Instructions are fairly minimal.  To give you an idea, the last 2 steps are 
4. "Finish hems as you wish." and 
5.  "Finish CF closure as desired."

Be forewarned.  

Construction Notes:  Mark the dot at the underarm carefully (once you've figured out just where the underarm is...seriously, it does not make immediate sense!)   This dot you need.   The notches and other dots are handy more for placement guidelines than for exact seam matching.   These pics may (or may not) help:
 Matching the dots (tailor tacked with red thread) at underarm:

Biggify the pic and note that the notches do NOT match up.
This doesn't matter - as you sew the seam, just let the fabric come together where it wants to,
you can trim the bottom of the sleeve later.

The fabric I used was a yummy silk charmeuse, which worked great for this pattern.   I also used a thin cotton for my toile, which turned into a wearable piece (sorry, no pics of that one).   I've seen it made up in a number of different fabrics; the choice is very versatile!   The pattern calls for "softly woven wools, silks or cottons; wool or silk crepe, crepe-backed satin, silk velvet, georgette or chiffon, medium weight rayons and novelty fabrics with bias elasticity."   LOTS of choice here!

Here's how the center back comes together:

I decided to use double buttons and a single buttonhole with a bar tack in the center.
I started with a machine made bar tack, but ended up doing it by hand:

The finished piece:

The wind blew my collar into odd positions.   I'm way too lazy to redo another photo shoot, and if that's how it's going to lie, then so be it!  
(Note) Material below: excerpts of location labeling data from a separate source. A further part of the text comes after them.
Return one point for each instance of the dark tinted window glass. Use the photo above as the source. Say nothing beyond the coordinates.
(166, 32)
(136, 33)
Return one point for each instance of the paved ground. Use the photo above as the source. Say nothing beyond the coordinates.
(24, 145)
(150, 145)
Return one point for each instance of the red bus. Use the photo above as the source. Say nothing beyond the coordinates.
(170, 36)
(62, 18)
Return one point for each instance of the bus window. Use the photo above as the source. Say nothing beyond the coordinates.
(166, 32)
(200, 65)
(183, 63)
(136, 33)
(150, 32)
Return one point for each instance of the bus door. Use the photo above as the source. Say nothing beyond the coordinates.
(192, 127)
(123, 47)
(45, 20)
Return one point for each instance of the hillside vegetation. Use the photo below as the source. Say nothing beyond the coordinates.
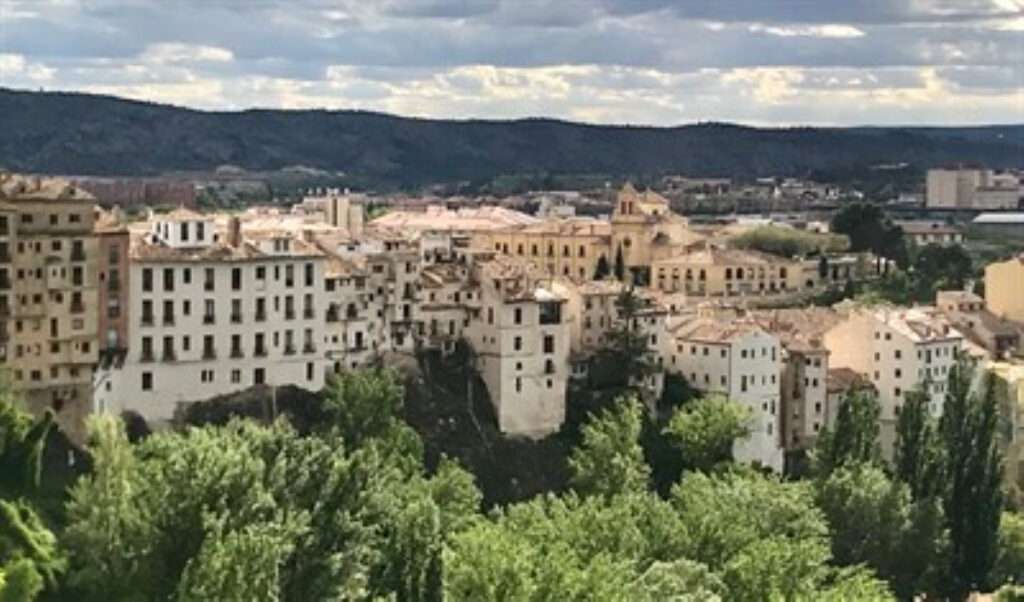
(74, 133)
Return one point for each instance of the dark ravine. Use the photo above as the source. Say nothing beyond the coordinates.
(75, 133)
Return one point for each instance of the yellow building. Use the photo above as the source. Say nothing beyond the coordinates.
(48, 275)
(642, 229)
(1005, 288)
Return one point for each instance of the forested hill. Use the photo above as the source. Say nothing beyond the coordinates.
(89, 134)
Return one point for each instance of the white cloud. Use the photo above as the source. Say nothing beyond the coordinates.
(817, 31)
(173, 52)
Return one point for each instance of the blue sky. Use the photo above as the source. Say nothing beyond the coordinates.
(639, 61)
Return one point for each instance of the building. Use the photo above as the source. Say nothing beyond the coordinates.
(999, 338)
(50, 303)
(213, 312)
(901, 350)
(1006, 225)
(972, 187)
(1005, 288)
(738, 359)
(114, 242)
(923, 233)
(520, 339)
(708, 270)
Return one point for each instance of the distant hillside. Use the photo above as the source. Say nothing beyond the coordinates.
(101, 135)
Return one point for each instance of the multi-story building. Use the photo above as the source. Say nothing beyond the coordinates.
(901, 350)
(216, 312)
(737, 358)
(520, 338)
(50, 278)
(973, 187)
(999, 338)
(1005, 288)
(114, 242)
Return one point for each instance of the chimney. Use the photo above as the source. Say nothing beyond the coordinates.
(233, 231)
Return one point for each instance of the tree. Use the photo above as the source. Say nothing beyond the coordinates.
(609, 460)
(1010, 559)
(855, 438)
(875, 521)
(973, 497)
(705, 431)
(363, 403)
(620, 264)
(918, 455)
(602, 269)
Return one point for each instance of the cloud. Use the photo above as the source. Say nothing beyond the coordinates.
(651, 61)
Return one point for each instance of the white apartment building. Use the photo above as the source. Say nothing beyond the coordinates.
(520, 337)
(899, 349)
(738, 359)
(213, 313)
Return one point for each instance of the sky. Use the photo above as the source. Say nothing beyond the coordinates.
(624, 61)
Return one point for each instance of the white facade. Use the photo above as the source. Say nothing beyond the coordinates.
(216, 319)
(742, 362)
(898, 350)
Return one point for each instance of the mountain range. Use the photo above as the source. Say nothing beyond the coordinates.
(88, 134)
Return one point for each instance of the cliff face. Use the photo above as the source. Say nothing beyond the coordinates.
(101, 135)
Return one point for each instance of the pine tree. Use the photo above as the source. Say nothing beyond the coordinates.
(620, 264)
(916, 459)
(973, 500)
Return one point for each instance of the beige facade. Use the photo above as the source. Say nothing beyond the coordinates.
(1005, 288)
(900, 350)
(49, 281)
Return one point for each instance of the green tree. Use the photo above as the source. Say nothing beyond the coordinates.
(855, 438)
(363, 403)
(602, 269)
(875, 521)
(918, 454)
(620, 265)
(609, 460)
(1010, 559)
(973, 500)
(705, 431)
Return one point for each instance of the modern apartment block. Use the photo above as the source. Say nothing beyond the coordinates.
(899, 349)
(973, 187)
(739, 359)
(48, 277)
(213, 312)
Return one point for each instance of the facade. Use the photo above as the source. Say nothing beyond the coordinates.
(977, 188)
(1005, 288)
(900, 350)
(213, 313)
(923, 233)
(738, 359)
(49, 281)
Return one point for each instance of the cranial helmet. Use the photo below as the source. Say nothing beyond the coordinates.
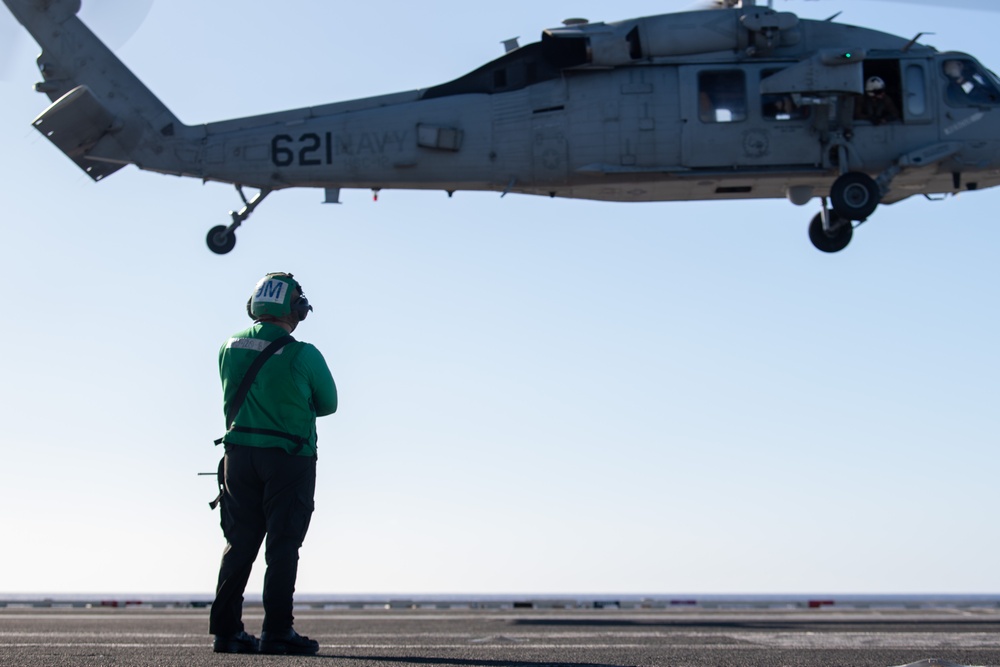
(874, 84)
(275, 296)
I've already worn this one several times, and will likely make another version or 2 of it.  Love the fabric, love the design -  thumbs way up for this pattern!


Dilliander said...

I'm fascinated by these patterns, your spiral top is fabulous!

Sarah Liz said...

Just found your blog - I do like this top, it's simple, wearable and unusual :)

Sandra said...

I did like the original bolero, it was interesting with the different layers, and I do like the simplicity of this spiral top as well. I like how you've finished it off the double buttons add to the interest of a lovely top. Looks fab :-)

shams said...

It's a really beautiful, wearable top, Jillian! I agree, Balenciaga was a genius!

Graca said...

I made one of these, it is a brilliant pattern. Your top is beautiful and it looks great on you too.

Valerie said...

Very interesting top. The pattern sounds intriguing!

Jennifer C said...

Wow what a neat and beautiful top!

Mary said...

You look great in this outfit! I love the blouse, and am so happy that you sewed it up and blogged it. I had thought to make it last year but really didn't have the time to do it justice. Perhaps next the meantime, I will admire yours.

Louisa said...

What fun! It's very cute and wearable too. My brain does not go there easily with the origami 3D effects. Amazing to me what some people can accomplish!

Rose said...

Lovely! It's a great lookng top, but II adore the details such as the intersection of the three seams. You look great!

Anonymous said...

Okay, that is awesome! ~Teri

Glenda said...

Very nice! Hope to see it in person soon.

tinyjunco said...

Yo Jilly!!!! This is just scrumptious!! You've really been hitting your stride recently - pieces stunningly beautiful and elegant on their own, but also very flattering to your shape and coloring, quite stylish, eminently wearable and practical. IOW, as far as i can tell flat out *perfect*!

I want some of that mojo you are working, woman! Wonderfully inspirational, i am studying your recent work with a beady eye towards stealing as much of your ideas as i am able. ;) Thank you for sharing and enjoy your fantastic sewing and gorgeously enviable wardrobe - wO0T! Hope you got some sleep after that quake last nite, steph

Judi Pinkham said...

Please post we all know you got through the earthquake OK. Thanks!

Jilly Be said...

Awww Judi you're so sweet! I slept right through it :). A few of my friends had pictures a-tilt, but no one I know suffered any major damage. Not to dismiss the damage that some folks are going through, or the medical care that some folks need, but this wasn't even close to the damage and deaths the Loma Prieta quake caused 25 years ago.

Jilly Be said...

lol Steph :D Do feel free to steal away..I'm honored!

Judi Pinkham said...

Sleeping through an earthquake...yay!!!! So glad you are OK!